T24- İlköğretim çağındaki bazı çocukların yazıları doğru okudukları halde, harfeleri tersten yazmaları zeka geriliği değil.Adana'da özel bir hastanede aile terapisti olarak görev yapan Dr. Obengül Ejder, ilköğretim çağındaki bazı çocukların yazıları doğru okumasına rağmen, 'd' harfini 'p','u' harfini 'n', 'r' harfini de tersinden yazdığını belirterek, bunun zeka geriliği olmadığını, velilerin kaygılanmaması gerektiğini söyledi.
Radikal gazatesinin haberine göre, tıp dünyasında ’disleksi’ olarak tanımlanan bu sorunun eğitimciler ve veliler tarafından yeterince bilinmediğine dikkat çeken Dr. Obengül Ejder, disleksili ünlüler arasında bilim adamı Albert Einstein, kalipso müziğinin kralı Harry Belafonte, ressam Leonardo Da Vinci, İrlandalı yazar William Butler Yeats, heykeltıraş Auguste Rodin, şarkıcı ve sinema oyuncusu Cher’in bulunduğunu vurguladı.
Dr. Ejder, "Dislekside yaş sınırı yok, ömür boyu da sürebiliyor.
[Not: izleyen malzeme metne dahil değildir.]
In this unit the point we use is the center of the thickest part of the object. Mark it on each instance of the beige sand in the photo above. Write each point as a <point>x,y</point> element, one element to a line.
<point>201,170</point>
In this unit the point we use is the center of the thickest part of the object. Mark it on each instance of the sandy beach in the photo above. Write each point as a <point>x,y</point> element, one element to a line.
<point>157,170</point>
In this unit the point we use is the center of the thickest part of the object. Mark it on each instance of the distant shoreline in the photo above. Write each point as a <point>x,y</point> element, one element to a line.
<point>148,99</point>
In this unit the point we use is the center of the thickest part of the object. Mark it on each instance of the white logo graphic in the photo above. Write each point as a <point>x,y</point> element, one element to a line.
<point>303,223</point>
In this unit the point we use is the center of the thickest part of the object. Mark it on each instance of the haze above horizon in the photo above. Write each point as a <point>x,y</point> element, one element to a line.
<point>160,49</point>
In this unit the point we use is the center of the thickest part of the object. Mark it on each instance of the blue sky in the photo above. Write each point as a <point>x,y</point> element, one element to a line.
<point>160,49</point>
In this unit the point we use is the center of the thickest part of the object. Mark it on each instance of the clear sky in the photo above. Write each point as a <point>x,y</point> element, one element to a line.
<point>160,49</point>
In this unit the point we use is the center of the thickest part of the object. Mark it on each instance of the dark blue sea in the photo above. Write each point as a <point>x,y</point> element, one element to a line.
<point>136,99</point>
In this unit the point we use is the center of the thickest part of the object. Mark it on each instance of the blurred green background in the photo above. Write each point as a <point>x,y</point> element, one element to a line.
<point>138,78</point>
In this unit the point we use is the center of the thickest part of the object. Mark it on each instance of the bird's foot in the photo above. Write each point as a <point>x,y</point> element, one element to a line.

Disleksi özellikleri olan çocuklar okuma yazmayı zamanından geç öğreniyor ama hiç öğrenmeme gibi bir durum söz konusu olmaz. Tedavisi için kullanılan bir ilaç yok. Terapi ya da özel eğitimle bu çocukların gelişimi sağlanır" dedi. Çocuğa disleksi tanısının konulabilmesi için zekasının normal veya normal üstü olması gerektiğini belirten Dr. Ejder, "Disleksi zeka geriliği demek değildir. Eğer okumada yaşanılan zorluk, zeka geriliği, işitme kaybı ya da başka nörolojik sorunlarla ortaya çıkıyorsa o zaman disleksiden söz edilemez. Zeka özelliği olan çocuklar, beklenilen başarıyı ortaya çıkartmadığında disleksiden şüphelenilir ve bunun için ekstra değerlendirmelere gerek duyulur" diye konuştu. Disleksi özelliği taşıyan çocuk sayısı fazla Türkiye’de disleksi özellikleri olan çocuk sayısının oldukça fazla olduğunu ifade eden Dr. Obengül Ejder, "Eğitimciler ve aileler tarafından yeterince bilinmediğinden, bu özellikteki çocuklar gerek okul, gerekse aile ve çevre içinde pek çok zorlukla karşılaşıyor. Disleksi özellikleri olan çocuklar okuma yazmayı zamanından geç öğrenirler. Hiç öğrenmeme gibi bir durum söz konusu olmaz ama sorunun şiddetine göre çocuğun hangi alanda zorlanacağı farklılık gösterir. Genel olarak okuma yazmayı öğrenseler de, okuma yazma kalitesinde yaşanan zorluklar da disleksinin özellikleri arasındadır" ifadelerini kullandı.
Disleksi hakkında yapılan araştırmalarda birden çok etken olduğunu kaydeden Dr. Ejder, disleksinin genel olarak nörolojik ve genetik geçişli bir sorun olarak tanımlandığını anlatıp, tedavi yöntemine ilişkin şunları söyledi:
"Tedavide özellikle kullanılan bir ilaç yoktur. Terapi ya da özel eğitim dediğimiz yöntemlerle bu çocukların gelişimi sağlanır. İlaç tedavisi, sadece eşlik eden sorunlar olduğunda bu sorunların semptomatik tedavisi için sürece dahil olabilir. Dislekside eğitimsel terapi çalışmalarının amacı, çocuğun güçlü ve zayıf yanlarını ortaya çıkarmak, zayıf yanlarını destekleyecek teknikleri öğretmek, güçlü yanlarını öğrenmelerini desteklemektir. Erken tanı bu çocukların gelecekte alacakları eğitimin tespiti açısından çok önemlidir.
Unutulmamalıdır ki disleksi tanısı konulan çocukların yarıdan azı, başarılı bir gelişim gösterirken, erken dönemde teşhis edilen çocukların çoğu, kendi akranları ile aynı seviyeye taşınabilmektedir. Bu konuda ailelerin bir uzmandan yardım alması sorunun çözümünde yol gösterecek ve ileride telafisi mümkün olmayacak yanlışların önüne geçecektir.